Performance Characteristics

QDD is a decision-diagram-based quantum circuit simulator. Its performance is best when the simulated state and operators have enough repeated structure for the decision diagram to share nodes. It can be slower when the circuit quickly creates many distinct amplitudes or many distinct edge weights, because the decision diagram then loses sharing and approaches the cost of an explicit state-vector representation with additional bookkeeping overhead.

This page gives practical guidance for choosing workloads where QDD is likely to work well.

When QDD Tends To Be Fast

QDD is well suited to circuits whose state evolution remains compact as a decision diagram:

Grover-style search circuits with repeated oracle and diffusion blocks.
Shor-style arithmetic circuits made from reversible modular arithmetic, controlled operations, and repeated structured subcircuits.
Circuits with many Clifford, permutation, controlled-NOT, Toffoli, and other operations that preserve regular structure.
Problems where a large Hilbert space is explored, but the amplitudes still fall into repeated patterns.

Grover and Shor circuits often have these properties. They may use many qubits and many gates, but the circuit structure is highly regular, and intermediate states often contain repeated subgraphs that a decision diagram can represent compactly.

When QDD Can Be Slow

QDD is less favorable for circuits that create many unrelated amplitudes:

VQE circuits with hardware-efficient ansatze such as EfficientSU2 or RealAmplitudes at large depth.
Circuits with many independent small-angle rotations.
Random or problem-instance-specific parameterized circuits with little repeated structure.
Optimization loops that evaluate thousands of slightly different parameter points.

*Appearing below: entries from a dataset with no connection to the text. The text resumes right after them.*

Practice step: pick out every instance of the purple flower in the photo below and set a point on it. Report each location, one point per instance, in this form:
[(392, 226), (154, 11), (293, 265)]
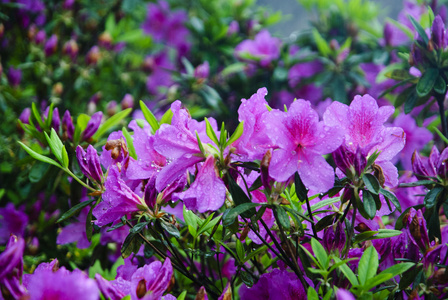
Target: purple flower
[(151, 281), (362, 125), (14, 76), (92, 125), (25, 116), (207, 192), (89, 162), (263, 48), (127, 102), (434, 166), (51, 45), (161, 68), (68, 128), (12, 221), (278, 284), (254, 142), (302, 140), (303, 70), (416, 138), (438, 34), (118, 200), (61, 284)]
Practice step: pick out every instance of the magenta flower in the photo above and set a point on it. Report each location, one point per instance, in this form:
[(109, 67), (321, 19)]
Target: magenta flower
[(151, 281), (416, 139), (302, 140), (60, 285), (362, 125), (12, 221), (92, 125), (118, 200), (264, 48), (207, 192)]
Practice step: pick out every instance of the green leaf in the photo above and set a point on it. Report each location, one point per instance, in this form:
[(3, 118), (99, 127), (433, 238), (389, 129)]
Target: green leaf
[(210, 132), (283, 217), (149, 116), (421, 32), (75, 209), (440, 86), (371, 183), (369, 204), (236, 134), (427, 81), (40, 157), (387, 274), (312, 294), (321, 43), (112, 121), (130, 143), (238, 195), (347, 272), (320, 254), (368, 265), (431, 197), (390, 196), (239, 210)]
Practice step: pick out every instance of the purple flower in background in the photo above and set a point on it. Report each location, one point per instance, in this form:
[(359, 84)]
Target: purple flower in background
[(67, 126), (160, 67), (118, 200), (278, 284), (92, 125), (127, 102), (61, 285), (89, 162), (12, 221), (303, 70), (434, 166), (11, 267), (202, 71), (416, 138), (75, 232), (264, 48), (302, 140), (167, 26), (51, 45), (362, 124), (151, 281), (14, 76), (207, 192)]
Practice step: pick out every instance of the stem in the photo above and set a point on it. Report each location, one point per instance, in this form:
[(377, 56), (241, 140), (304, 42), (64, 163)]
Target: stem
[(310, 214), (440, 98), (79, 180)]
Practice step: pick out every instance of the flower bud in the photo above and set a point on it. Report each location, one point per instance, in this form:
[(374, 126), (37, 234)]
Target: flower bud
[(51, 45), (67, 126), (127, 102), (334, 238), (93, 56), (111, 108), (202, 71), (89, 162), (92, 125), (14, 76)]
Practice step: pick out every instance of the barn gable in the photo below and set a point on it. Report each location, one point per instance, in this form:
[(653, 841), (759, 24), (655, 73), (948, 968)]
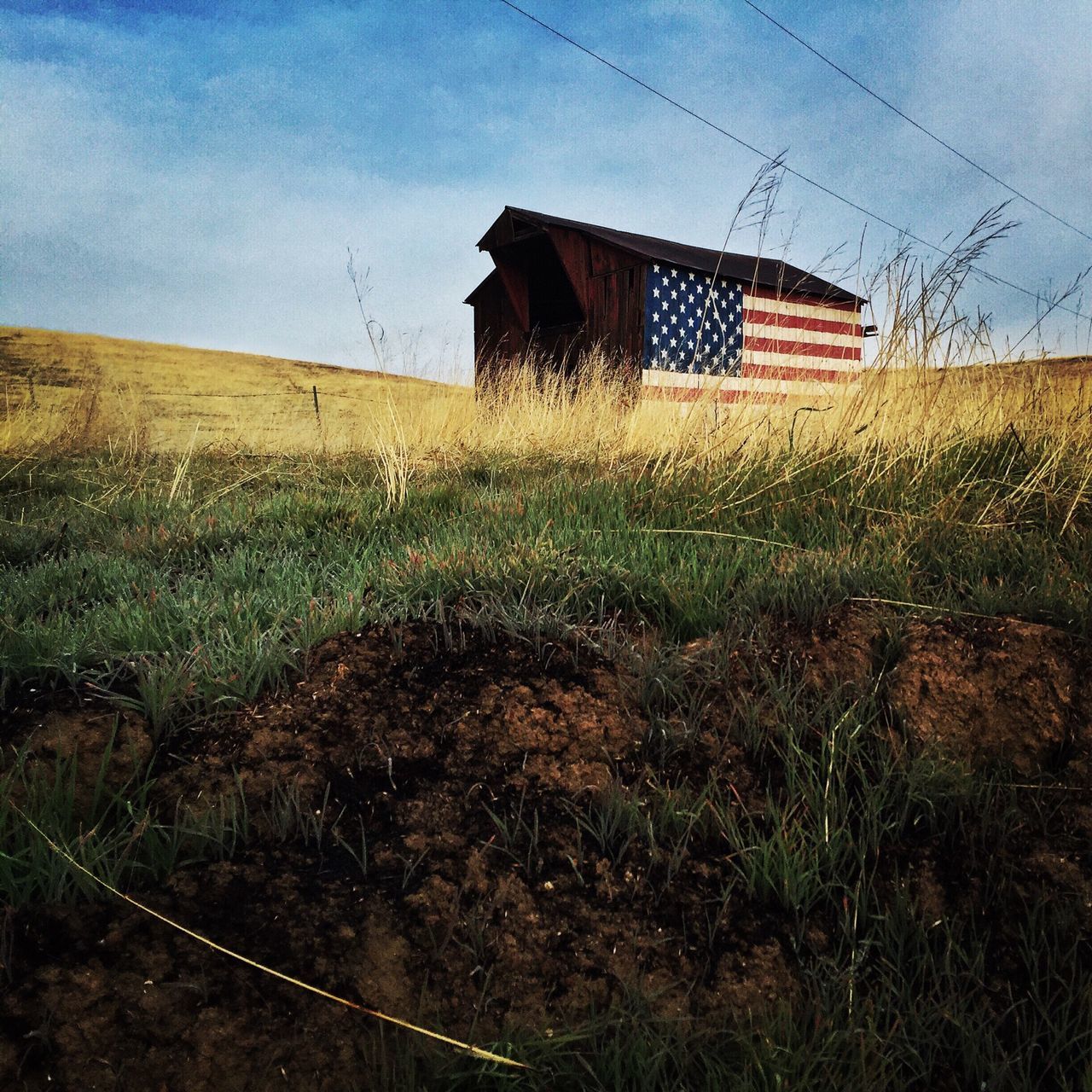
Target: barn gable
[(561, 287)]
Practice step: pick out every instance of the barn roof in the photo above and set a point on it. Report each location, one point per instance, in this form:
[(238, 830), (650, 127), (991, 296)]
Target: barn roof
[(763, 272)]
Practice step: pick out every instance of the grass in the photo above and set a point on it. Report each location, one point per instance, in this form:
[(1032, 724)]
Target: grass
[(183, 581)]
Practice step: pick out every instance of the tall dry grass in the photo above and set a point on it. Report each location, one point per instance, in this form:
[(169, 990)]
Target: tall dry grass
[(934, 378), (594, 418)]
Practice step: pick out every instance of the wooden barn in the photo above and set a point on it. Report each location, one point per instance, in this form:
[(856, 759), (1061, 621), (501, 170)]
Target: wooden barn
[(678, 319)]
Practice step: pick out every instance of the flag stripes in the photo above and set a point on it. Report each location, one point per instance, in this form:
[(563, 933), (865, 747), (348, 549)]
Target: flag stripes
[(770, 346)]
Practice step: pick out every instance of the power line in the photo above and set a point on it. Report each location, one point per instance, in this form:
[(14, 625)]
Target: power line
[(917, 125), (796, 174)]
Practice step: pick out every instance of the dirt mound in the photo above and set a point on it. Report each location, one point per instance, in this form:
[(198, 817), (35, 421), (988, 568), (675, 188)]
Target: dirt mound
[(467, 876), (104, 749), (996, 690)]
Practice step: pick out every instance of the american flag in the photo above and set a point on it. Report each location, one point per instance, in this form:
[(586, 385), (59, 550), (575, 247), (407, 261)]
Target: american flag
[(709, 334)]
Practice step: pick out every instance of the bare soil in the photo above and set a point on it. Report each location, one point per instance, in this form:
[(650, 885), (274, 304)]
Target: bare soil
[(430, 744)]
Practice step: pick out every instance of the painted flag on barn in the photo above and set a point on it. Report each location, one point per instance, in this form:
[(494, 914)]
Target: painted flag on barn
[(705, 334)]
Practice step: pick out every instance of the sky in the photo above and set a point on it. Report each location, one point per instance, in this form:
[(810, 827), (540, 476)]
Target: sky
[(198, 172)]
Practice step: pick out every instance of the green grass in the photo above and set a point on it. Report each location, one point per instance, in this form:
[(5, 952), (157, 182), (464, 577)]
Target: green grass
[(183, 595), (190, 600)]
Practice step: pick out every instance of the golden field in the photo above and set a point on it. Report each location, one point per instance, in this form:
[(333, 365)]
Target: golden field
[(73, 392)]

In these cases, each parameter value can introduce distinct edge weights. When those weights are all different, the decision diagram cannot merge as many nodes. A state-vector simulator may then be faster because it performs dense linear algebra directly without maintaining the decision-diagram structure.

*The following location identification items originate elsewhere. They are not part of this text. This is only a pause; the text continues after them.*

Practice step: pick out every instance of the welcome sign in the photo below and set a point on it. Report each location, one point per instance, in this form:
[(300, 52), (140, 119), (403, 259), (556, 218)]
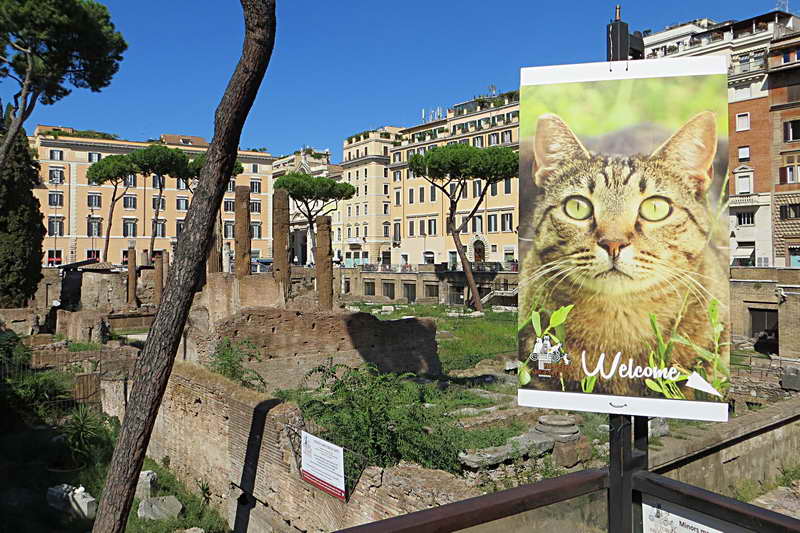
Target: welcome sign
[(623, 238)]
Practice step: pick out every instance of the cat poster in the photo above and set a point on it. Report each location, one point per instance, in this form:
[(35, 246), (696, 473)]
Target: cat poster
[(623, 292)]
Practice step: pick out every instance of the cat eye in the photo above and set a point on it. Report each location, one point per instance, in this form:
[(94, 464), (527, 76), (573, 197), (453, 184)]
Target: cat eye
[(578, 207), (655, 209)]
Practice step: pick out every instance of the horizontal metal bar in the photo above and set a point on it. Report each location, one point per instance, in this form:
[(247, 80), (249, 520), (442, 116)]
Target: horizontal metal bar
[(712, 504), (482, 509)]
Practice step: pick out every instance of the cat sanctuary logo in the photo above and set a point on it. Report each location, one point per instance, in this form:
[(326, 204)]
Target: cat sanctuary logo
[(624, 253)]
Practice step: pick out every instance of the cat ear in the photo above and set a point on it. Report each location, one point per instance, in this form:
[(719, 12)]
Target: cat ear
[(554, 145), (692, 148)]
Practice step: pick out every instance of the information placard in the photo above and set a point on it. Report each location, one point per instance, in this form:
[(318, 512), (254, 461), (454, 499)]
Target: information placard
[(624, 238), (322, 464)]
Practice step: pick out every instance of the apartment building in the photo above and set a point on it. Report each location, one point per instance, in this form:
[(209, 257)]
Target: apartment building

This does not mean VQE is unsupported. QDD can run VQE-style circuits, but it is usually not the workload where QDD has the strongest advantage.

Example: Grover With Qiskit’s Grover Class

The examples in this section use optional Qiskit ecosystem packages such as qiskit-algorithms and qiskit-nature in addition to QDD.

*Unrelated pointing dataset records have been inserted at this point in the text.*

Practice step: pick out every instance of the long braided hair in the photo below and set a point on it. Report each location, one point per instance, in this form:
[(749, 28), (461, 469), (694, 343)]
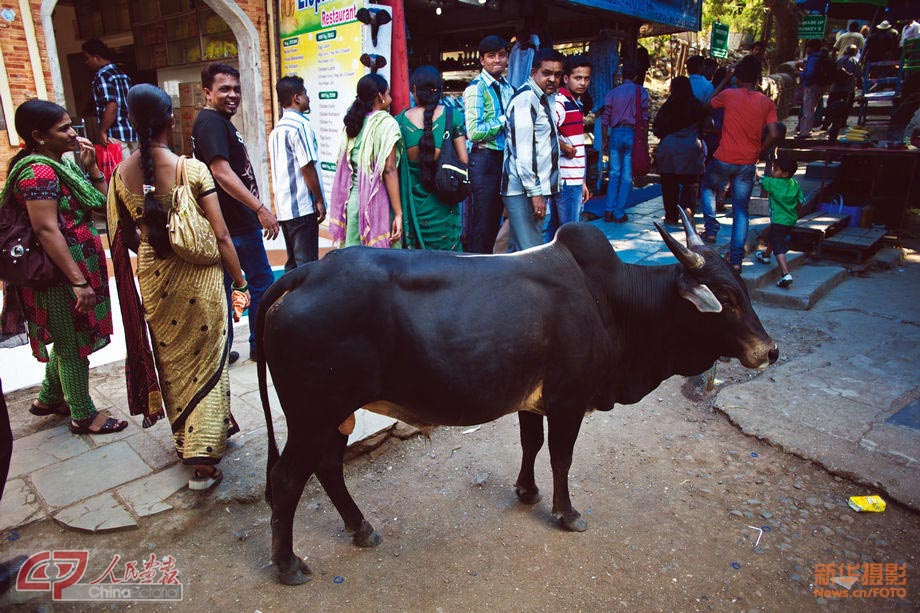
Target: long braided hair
[(369, 86), (428, 85), (150, 110)]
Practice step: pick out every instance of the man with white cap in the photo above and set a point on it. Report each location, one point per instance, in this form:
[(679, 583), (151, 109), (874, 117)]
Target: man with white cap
[(840, 96), (882, 44)]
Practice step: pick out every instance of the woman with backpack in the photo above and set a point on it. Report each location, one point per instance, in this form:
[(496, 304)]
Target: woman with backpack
[(182, 304), (365, 207), (74, 314), (430, 223)]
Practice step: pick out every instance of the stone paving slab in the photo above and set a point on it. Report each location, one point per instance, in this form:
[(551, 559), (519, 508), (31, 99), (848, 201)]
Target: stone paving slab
[(44, 448), (810, 284), (146, 497), (19, 505), (89, 474), (157, 451), (102, 513)]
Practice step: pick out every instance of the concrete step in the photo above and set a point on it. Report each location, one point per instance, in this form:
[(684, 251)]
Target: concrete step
[(811, 283), (757, 275)]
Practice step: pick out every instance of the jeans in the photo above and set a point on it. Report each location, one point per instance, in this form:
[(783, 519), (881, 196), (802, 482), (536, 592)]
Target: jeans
[(259, 276), (678, 190), (301, 235), (620, 184), (741, 177), (526, 230), (562, 208), (810, 96), (486, 199)]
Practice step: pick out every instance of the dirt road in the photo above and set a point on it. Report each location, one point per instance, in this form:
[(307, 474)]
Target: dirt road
[(668, 487)]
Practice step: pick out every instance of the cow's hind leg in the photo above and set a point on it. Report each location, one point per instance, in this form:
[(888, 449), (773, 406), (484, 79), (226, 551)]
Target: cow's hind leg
[(562, 434), (531, 443), (288, 478), (331, 476)]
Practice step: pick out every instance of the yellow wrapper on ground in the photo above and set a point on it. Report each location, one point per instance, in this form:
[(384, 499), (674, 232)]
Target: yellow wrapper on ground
[(867, 504)]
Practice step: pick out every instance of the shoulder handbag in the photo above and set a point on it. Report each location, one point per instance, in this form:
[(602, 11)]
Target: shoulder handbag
[(452, 179), (23, 262), (190, 235), (641, 161)]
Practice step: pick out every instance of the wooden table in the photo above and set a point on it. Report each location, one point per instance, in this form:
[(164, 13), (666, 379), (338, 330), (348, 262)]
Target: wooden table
[(813, 150)]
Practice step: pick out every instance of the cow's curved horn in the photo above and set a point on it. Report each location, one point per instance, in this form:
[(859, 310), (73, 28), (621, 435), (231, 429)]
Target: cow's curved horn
[(689, 260), (693, 239)]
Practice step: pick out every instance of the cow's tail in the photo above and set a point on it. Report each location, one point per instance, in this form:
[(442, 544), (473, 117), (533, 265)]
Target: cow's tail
[(276, 291)]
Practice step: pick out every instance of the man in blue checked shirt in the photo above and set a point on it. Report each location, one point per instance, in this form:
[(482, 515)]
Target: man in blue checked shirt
[(530, 173), (110, 93), (485, 100)]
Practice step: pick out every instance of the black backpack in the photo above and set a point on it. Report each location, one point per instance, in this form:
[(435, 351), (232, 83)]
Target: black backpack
[(827, 70), (452, 178)]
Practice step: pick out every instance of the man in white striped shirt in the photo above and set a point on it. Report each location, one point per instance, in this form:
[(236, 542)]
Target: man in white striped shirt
[(299, 201), (530, 174)]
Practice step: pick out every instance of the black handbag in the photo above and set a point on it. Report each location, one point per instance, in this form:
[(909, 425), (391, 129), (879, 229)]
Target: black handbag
[(452, 178), (23, 262)]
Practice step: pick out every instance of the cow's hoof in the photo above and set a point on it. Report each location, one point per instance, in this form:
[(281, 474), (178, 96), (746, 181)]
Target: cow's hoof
[(573, 522), (366, 536), (294, 573), (527, 496)]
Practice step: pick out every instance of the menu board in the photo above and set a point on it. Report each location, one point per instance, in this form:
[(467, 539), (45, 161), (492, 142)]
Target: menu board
[(322, 41)]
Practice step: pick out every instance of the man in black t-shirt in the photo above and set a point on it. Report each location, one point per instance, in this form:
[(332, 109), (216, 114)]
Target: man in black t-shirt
[(217, 143)]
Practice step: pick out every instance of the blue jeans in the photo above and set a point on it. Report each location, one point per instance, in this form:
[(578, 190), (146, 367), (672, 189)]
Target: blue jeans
[(301, 235), (620, 184), (485, 199), (742, 181), (259, 276), (564, 207), (526, 230)]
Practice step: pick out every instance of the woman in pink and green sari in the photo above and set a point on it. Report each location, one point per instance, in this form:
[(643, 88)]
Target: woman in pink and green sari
[(364, 206)]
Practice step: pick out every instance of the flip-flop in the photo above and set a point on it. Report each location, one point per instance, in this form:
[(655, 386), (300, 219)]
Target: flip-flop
[(200, 483), (110, 426), (58, 408)]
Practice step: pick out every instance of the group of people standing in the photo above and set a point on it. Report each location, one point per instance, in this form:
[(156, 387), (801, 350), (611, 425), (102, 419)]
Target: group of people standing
[(526, 163)]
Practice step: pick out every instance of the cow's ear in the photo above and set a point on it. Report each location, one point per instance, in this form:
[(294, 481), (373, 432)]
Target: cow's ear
[(701, 297)]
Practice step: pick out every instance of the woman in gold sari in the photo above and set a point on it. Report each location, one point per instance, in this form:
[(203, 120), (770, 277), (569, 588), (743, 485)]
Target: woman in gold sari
[(184, 304)]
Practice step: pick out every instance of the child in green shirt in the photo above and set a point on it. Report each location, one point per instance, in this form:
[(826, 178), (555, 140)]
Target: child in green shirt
[(785, 197)]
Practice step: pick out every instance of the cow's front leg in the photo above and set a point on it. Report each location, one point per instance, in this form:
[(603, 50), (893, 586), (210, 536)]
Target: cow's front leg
[(562, 434), (288, 478), (531, 443)]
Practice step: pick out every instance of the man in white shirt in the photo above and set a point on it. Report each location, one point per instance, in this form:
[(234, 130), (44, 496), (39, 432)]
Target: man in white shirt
[(701, 86), (911, 30), (299, 200)]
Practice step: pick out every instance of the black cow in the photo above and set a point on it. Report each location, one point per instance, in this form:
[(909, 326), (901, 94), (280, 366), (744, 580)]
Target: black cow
[(447, 339)]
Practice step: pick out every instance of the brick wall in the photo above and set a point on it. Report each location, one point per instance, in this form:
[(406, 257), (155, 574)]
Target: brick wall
[(22, 84)]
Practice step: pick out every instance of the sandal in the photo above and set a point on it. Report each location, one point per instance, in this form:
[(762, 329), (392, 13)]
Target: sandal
[(111, 425), (58, 408), (203, 482)]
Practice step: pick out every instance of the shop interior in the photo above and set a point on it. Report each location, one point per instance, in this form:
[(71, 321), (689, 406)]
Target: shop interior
[(164, 42)]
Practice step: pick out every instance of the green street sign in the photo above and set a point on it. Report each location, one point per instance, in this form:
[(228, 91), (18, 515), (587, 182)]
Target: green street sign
[(812, 26), (718, 41)]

Qiskit Algorithms provides Grover and AmplificationProblem, so you do not need to write the Grover iterator by hand. The example below uses Qiskit’s PhaseOracleGate to turn a 3-SAT instance into a phase oracle, then runs the algorithm with QDD’s Sampler.

from qiskit.circuit.library.phase_oracle import PhaseOracleGate
from qiskit.synthesis.boolean.boolean_expression import BooleanExpression
from qiskit_algorithms import AmplificationProblem, Grover

from qdd.qdd_sampler import Sampler


input_3sat_instance = """
c example DIMACS-CNF 3-SAT
p cnf 3 5
-1 -2 -3 0
1 -2 3 0
1 2 -3 0
1 -2 -3 0
-1 2 3 0
"""

expression = BooleanExpression.from_dimacs(input_3sat_instance).expression
oracle = PhaseOracleGate(expression)
problem = AmplificationProblem(oracle)

grover = Grover(sampler=Sampler())
result = grover.amplify(problem)

print(result.assignment)

This is a favorable pattern for QDD because the algorithm repeatedly applies a structured oracle and diffusion operator. The search space grows with the number of variables, but the circuit can still contain repeated subgraphs that a decision diagram can share.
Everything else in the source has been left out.